As Bleeping Computer reports, the data breach occurred on macys.com and is known as a Magecart attack. Hackers managed to insert malicious code into Checkout and My Wallet pages of the department store's website, which then proceeded to collect the personal information of customers who used the site.

The malicious code was present on the website from Oct. 7 until Oct. 15, meaning if you shopped there between those dates your personal details were likely stolen. The information collected by an unauthorized third party include first name, last name, address, city, state, zip, phone number, email address, payment card number, security code, and month/year of expiration. In other words, they got everything.

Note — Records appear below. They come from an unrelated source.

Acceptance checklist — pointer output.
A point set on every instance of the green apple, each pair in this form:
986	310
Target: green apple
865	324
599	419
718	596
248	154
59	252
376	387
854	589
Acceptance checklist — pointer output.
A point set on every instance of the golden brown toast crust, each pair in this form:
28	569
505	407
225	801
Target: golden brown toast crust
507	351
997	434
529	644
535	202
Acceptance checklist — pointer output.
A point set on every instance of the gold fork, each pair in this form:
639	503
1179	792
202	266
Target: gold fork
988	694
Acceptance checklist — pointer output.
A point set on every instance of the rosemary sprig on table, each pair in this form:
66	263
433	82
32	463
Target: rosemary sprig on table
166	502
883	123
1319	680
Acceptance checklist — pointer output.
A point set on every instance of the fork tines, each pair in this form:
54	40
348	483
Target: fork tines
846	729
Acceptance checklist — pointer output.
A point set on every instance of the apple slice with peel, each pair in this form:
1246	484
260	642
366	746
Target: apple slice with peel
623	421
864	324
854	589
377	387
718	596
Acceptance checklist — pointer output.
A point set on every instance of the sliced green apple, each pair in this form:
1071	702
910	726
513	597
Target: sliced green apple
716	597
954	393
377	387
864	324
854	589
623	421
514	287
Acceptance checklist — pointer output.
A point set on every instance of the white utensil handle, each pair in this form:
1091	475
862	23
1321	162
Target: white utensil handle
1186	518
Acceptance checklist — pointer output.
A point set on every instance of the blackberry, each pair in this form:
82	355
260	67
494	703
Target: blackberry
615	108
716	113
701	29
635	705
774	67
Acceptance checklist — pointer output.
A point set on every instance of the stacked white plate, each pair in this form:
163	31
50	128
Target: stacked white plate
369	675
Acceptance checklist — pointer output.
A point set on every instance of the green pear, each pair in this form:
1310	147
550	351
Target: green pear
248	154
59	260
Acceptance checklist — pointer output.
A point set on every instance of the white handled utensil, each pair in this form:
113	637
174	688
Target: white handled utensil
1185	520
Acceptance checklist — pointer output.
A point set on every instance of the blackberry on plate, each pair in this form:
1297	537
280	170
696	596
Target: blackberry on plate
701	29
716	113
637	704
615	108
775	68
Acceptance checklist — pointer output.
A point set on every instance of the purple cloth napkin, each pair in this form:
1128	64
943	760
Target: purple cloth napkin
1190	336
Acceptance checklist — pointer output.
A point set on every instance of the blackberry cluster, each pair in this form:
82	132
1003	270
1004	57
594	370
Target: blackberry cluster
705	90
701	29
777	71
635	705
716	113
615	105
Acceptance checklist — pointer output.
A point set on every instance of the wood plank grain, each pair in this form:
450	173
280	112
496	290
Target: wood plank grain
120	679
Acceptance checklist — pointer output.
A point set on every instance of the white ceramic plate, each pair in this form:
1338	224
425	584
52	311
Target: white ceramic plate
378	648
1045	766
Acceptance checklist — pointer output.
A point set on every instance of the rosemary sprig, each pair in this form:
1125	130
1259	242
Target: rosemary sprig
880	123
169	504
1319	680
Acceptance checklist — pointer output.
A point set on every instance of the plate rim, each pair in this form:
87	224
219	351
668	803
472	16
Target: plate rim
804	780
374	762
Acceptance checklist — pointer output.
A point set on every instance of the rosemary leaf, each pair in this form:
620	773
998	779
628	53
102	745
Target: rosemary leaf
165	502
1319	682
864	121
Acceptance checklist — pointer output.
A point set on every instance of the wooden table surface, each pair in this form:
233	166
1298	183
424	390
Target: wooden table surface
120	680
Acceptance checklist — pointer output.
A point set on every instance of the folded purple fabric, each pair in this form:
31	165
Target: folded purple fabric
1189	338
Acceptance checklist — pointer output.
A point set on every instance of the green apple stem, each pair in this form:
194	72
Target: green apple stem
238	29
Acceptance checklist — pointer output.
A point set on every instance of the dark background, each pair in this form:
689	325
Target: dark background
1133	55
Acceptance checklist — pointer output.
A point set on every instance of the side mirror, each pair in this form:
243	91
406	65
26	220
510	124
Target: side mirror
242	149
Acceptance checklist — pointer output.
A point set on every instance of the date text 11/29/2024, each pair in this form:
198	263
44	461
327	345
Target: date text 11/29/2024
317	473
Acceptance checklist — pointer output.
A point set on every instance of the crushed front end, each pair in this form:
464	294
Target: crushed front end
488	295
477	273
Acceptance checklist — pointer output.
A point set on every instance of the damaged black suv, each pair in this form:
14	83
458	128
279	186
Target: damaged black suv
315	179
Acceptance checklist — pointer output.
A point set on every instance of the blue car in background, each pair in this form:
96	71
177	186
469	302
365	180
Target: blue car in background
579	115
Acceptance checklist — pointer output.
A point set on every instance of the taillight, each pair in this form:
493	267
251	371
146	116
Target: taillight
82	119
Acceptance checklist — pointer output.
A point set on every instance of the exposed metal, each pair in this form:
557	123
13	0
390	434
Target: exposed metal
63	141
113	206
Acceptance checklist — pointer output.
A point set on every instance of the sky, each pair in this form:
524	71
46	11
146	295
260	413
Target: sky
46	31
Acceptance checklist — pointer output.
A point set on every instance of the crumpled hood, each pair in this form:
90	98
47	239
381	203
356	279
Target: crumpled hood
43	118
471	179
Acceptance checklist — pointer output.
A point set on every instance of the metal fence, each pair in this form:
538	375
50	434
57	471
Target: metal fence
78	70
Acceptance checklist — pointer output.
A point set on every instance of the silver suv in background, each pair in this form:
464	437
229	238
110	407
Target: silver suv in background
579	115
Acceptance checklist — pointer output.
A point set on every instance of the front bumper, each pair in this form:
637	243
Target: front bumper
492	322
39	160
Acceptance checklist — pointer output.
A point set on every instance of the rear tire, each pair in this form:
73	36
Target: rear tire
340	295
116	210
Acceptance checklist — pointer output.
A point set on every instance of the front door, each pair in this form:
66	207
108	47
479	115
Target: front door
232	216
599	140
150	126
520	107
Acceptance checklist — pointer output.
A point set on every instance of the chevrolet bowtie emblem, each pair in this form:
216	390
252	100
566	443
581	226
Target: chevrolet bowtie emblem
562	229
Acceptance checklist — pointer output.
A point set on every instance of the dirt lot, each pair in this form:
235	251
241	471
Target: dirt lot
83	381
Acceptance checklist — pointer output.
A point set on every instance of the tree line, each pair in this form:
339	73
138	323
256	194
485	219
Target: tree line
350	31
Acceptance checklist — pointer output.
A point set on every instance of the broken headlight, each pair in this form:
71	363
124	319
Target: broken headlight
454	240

Macy's believes only a "small number of our customers" were impacted by the data breach. Even so, a forensics firm was hired to investigate what happened, law enforcement was notified, and all the major payment card companies were informed of the breach. Customers have been emailed if Macy's believes their data was stolen, with guidance on what action to take if they see anything suspicious with regards to their identity or payment records. Experian IdentityWorks protection is also being offered to affected customers for free for 12 months.

Shopping online continues to be a risk, simply because you are reliant on stores having bulletproof security in place to protect you details. As Macy's proves, this simply isn't the case and therefore its up to consumers to protect themselves, we just need more ways of achieving "at point of payment" protection easily.

Apple recently launched its own payment card with no numbers to type in or reuse. Maybe that needs to be how all credit cards work in future.